A reduction in TSH levels in severe cases of COVID-19 may represent an adaptive mechanism consistent with ESS, which aims to reduce the metabolic rate and conserve energy in situations of severe metabolic stress [4,8,9]. However, the persistence of such disturbances may negatively impact recovery, particularly in patients with comorbidities or pre-existing thyroid dysfunction.

The limitations of our study include its retrospective design and relatively small sample size, as well as the absence of long-term follow-up data and fT3 and fT4 measurements. Further prospective studies involving larger cohorts and follow-up assessments of thyroid function after recovery from SARS-CoV-2 infection are needed to evaluate the persistence and clinical relevance of these changes [15].

Our results also suggest that TSH has potential prognostic value. As it correlates with lymphocyte count, and NLR and TSH measurement is inexpensive and widely available, TSH could be considered an additional marker of severity of infection with SARS-CoV-2 alongside C-reactive protein (CRP), D-dimers, or procalcitonin. Another noteworthy finding is the sex-related difference: the positive correlation between TSH and platelet count in the female subgroup may reflect hormonal and immunological differences influenced by oestrogen, a phenomenon that requires further investigation.
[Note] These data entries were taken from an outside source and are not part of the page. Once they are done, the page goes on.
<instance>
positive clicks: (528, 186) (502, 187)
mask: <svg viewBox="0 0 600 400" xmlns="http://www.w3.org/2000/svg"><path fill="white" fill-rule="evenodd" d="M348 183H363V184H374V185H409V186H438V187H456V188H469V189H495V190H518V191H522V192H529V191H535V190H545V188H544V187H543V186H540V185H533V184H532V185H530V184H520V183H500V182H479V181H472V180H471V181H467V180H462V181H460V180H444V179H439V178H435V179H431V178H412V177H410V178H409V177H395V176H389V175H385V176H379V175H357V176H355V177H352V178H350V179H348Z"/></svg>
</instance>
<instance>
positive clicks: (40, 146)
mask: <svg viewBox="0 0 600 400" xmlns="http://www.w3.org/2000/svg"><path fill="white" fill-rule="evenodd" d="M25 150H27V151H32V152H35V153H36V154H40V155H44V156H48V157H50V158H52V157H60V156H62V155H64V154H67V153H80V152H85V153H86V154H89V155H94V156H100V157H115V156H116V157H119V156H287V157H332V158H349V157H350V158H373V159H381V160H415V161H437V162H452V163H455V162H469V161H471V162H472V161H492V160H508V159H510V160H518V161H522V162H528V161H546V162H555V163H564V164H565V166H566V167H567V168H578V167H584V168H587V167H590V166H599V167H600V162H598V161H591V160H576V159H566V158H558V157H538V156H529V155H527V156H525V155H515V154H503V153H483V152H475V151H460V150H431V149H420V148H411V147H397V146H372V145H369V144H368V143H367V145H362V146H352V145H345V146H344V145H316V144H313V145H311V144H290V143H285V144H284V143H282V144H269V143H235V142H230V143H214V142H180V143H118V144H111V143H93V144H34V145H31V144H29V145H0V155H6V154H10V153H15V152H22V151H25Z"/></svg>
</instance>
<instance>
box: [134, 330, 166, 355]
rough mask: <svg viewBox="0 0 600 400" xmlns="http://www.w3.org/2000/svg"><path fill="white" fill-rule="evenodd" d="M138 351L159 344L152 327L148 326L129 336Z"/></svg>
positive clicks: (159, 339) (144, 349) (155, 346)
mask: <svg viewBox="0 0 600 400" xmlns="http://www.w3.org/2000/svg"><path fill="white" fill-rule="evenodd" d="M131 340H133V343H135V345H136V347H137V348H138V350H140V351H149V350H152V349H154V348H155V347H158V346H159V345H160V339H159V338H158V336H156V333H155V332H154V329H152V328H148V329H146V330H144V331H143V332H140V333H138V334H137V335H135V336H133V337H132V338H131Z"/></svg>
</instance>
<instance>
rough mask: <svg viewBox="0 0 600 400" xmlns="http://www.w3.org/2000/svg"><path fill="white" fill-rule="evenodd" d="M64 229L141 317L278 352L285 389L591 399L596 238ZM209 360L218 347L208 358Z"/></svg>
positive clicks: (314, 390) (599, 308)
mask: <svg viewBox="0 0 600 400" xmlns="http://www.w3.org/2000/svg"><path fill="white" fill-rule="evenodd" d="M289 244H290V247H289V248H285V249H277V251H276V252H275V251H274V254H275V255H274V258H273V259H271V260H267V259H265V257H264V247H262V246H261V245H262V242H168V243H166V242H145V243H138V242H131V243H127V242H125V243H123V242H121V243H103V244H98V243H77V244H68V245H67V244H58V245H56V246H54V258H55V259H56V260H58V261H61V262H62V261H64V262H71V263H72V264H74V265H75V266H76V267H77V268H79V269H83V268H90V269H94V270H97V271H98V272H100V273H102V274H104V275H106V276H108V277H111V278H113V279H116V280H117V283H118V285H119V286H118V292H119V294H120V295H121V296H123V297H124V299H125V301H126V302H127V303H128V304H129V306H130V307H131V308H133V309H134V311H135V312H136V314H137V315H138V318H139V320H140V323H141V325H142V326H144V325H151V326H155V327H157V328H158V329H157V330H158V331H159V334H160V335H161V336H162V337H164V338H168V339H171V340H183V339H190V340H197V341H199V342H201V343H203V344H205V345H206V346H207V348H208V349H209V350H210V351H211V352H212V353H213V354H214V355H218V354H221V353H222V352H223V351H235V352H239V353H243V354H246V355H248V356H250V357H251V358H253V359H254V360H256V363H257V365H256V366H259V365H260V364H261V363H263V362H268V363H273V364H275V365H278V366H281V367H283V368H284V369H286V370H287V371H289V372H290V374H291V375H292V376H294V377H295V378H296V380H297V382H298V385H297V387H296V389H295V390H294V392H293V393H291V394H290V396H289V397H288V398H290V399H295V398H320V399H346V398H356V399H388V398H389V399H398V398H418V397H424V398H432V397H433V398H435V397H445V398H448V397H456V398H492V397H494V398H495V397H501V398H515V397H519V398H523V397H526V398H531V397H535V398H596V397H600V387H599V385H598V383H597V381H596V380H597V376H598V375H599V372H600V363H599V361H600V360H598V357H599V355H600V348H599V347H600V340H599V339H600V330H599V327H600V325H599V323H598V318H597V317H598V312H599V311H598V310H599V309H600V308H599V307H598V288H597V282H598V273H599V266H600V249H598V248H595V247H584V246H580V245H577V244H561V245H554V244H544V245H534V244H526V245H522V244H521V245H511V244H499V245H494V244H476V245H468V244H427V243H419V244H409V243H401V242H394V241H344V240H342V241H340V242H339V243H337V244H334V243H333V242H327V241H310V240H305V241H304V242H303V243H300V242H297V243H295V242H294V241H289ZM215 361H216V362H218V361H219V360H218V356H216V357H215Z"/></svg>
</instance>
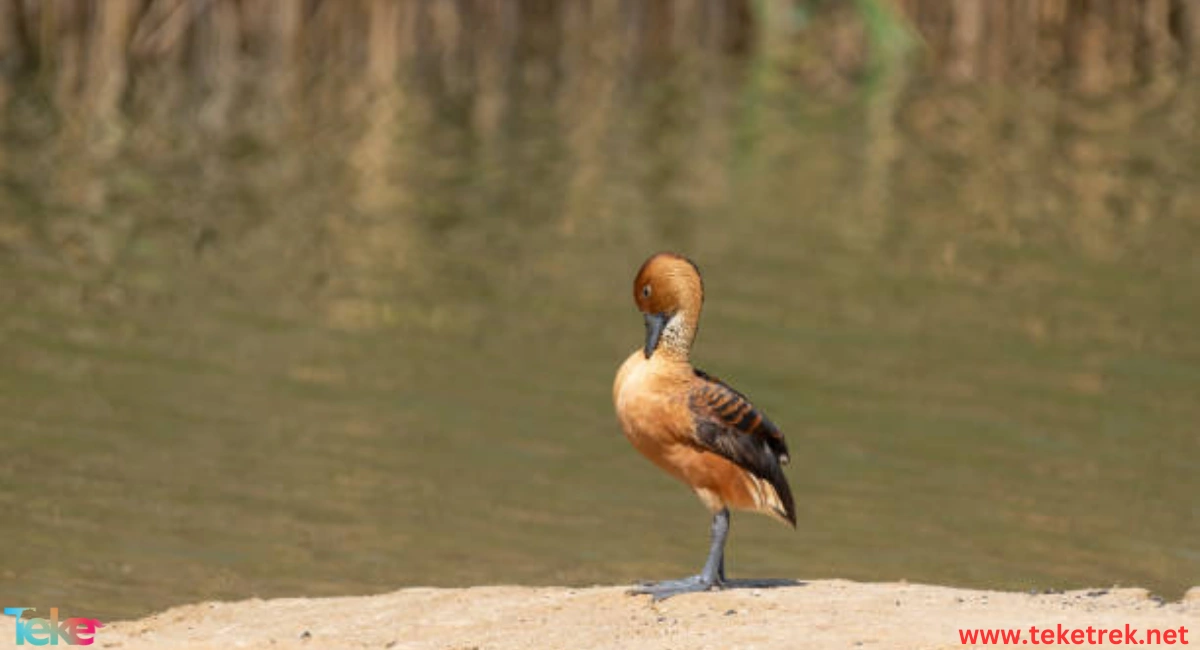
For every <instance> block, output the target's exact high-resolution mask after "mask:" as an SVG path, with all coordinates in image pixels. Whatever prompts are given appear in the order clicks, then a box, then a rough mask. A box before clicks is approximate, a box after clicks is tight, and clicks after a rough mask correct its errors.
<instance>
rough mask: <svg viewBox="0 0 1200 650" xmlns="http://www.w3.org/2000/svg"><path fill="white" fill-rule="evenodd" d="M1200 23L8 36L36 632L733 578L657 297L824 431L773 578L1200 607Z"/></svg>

One plausible hypothesis is that the hypothalamic–pituitary–thyroid (HPT) axis and the immune response share a regulatory pathway. Pro-inflammatory cytokines (IL-6 and TNF-α) have been shown to suppress TSH secretion and promote lymphopenia, suggesting a potential link between endocrine and immune dysregulation [9]. This observation is further supported by systematic evidence: Campi et al. [16] demonstrated in a meta-analysis that thyroid hormone alterations, including low TSH and fT3, are consistently associated with immune dysregulation and poorer clinical outcomes in patients with COVID-19. These findings emphasise the clinical relevance of monitoring thyroid function as part of a patient’s comprehensive assessment. Future studies should include fT3 and fT4 measurements, as well as longitudinal follow-up of patients after recovery, to determine the persistence of thyroid dysfunction. Incorporating more detailed immunological markers, such as cytokine profiling or lymphocyte subpopulation analysis, may further clarify the underlying mechanisms of these associations [15,16].

It is important to note that our analysis included a relatively small cohort of 105 patients, which limits the statistical power of our findings. Larger studies, such as those conducted by Lui et al. (191 patients) [10,11] and Gong et al. [8], have demonstrated a wider variety of associations between thyroid function and immunological parameters. Therefore, some of the non-significant results in our cohort (e.g., C-reactive protein (CRP), D-dimers, or procalcitonin) may reflect insufficient statistical power rather than a true absence of association. Moreover, as mentioned above, the number of records of each parameter was different due to lack of data. In this context, our results should be interpreted as supporting previous observations, but requiring confirmation in larger populations [14].

5. Conclusions

Our study suggests that TSH levels may be associated with lymphocyte count and NLR in patients with COVID-19, as well as with PLT in the female subgroup. These findings suggest that TSH could be used as an additional indicator when assessing patients’ conditions. TSH is a widely used indicator in thyroid dysfunction screening, but it is often overlooked. It is worth noting that TSH can be a helpful tool in evaluating a patient’s condition. However, it should not be used in isolation and should always be considered alongside clinical examination and, if possible, fT3 and fT4 levels. In contrast, other commonly used inflammatory markers, such as C-reactive protein (CRP), D-dimer, white blood cell (WBC) count, lymphocyte percentage, and procalcitonin, did not show statistically significant associations in the evaluated group. While these results support the potential role of TSH as a biomarker of disease severity in patients with SARS-CoV-2 infection, the lack of evaluation of fT3 and fT4 levels in our study highlights the need for more comprehensive research into this relationship. Further studies are needed to confirm this hypothesis and explore its relationship with other inflammation markers.